Now, research supported by the National Institute of Drug Abuse (NIDA) has revealed that the same major types of opioid receptor interact differently, depending on sex. The spinal cord of female laboratory animals was found to contain almost five times more kappa-mu heterodimer (a complex formed by two different macromolecules bound together, e.g, mu-opioid and kappa-opioid receptor) than the spinal cord of male animals. Furthermore, the amount of mu-kappa heterodimer in the spinal cord of the females was about four times higher when their levels of estrogen and progesterone were at their peak. Subsequently, researchers found that both estrogen and progesterone are critical for the formation of mu-kappa opioid receptor heterodimers.

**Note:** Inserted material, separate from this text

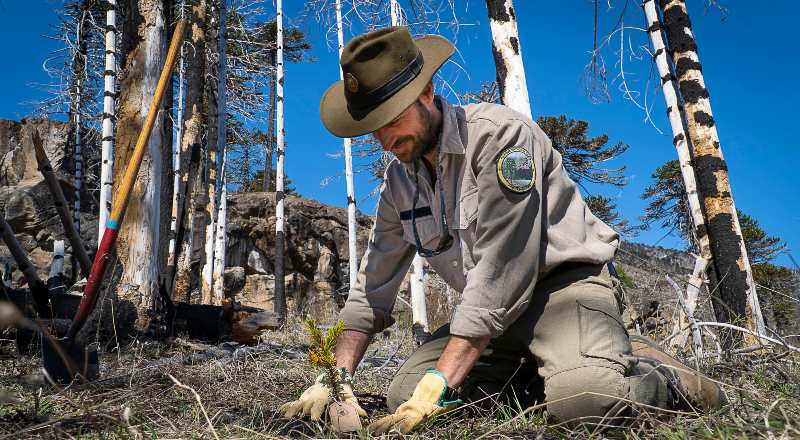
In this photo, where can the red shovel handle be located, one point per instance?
(95, 278)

The discovery of a mu-kappa opioid receptor complex that is more prevalent in the spinal cord of females than males and that is synchronized with the ebb and flow of ovarian hormones could explain why drugs used to treat pain, such as pentazocine, nalbuphine, and butorphanol - which primarily act on mu-opioid and kappa-opioid receptors - are more effective in women than men. The activation of the kappa-opioid receptor within the kappa-mu-opioid receptor complex could provide a mechanism for recruiting the pain-relieving functions of spinal kappa-opioid receptors without also activating their pain-promoting functions.
The research by Drs. Gintzler, Liu, and Chakrabart from State University of New York (SUNY) Downstate Medical Center, suggests that kappa-mu opioid receptor heterodimers could function as a molecular switch that shifts the action of kappa-opioid receptors and endogenous chemicals that act on them from pain-promoting to pain-alleviating. Kappa-mu opioid receptor heterodimers could serve as a novel molecular target for pain management in women.
Dr. Gintzler's research suggests that physicians should take the stage of the menstrual cycle into account before deciding which drugs to prescribe to treat pain in women. While some drugs might be very effective in treating pain at times when estrogen and progesterone levels are high, they could heighten pain when levels are low. "This consideration could become even more critical in managing pain in postmenopausal and elderly women," said Dr. Gintzler. "Further research is needed to flesh out these possibilities."
Article References: The Journal of Neuroscience August 17, 2011 edition.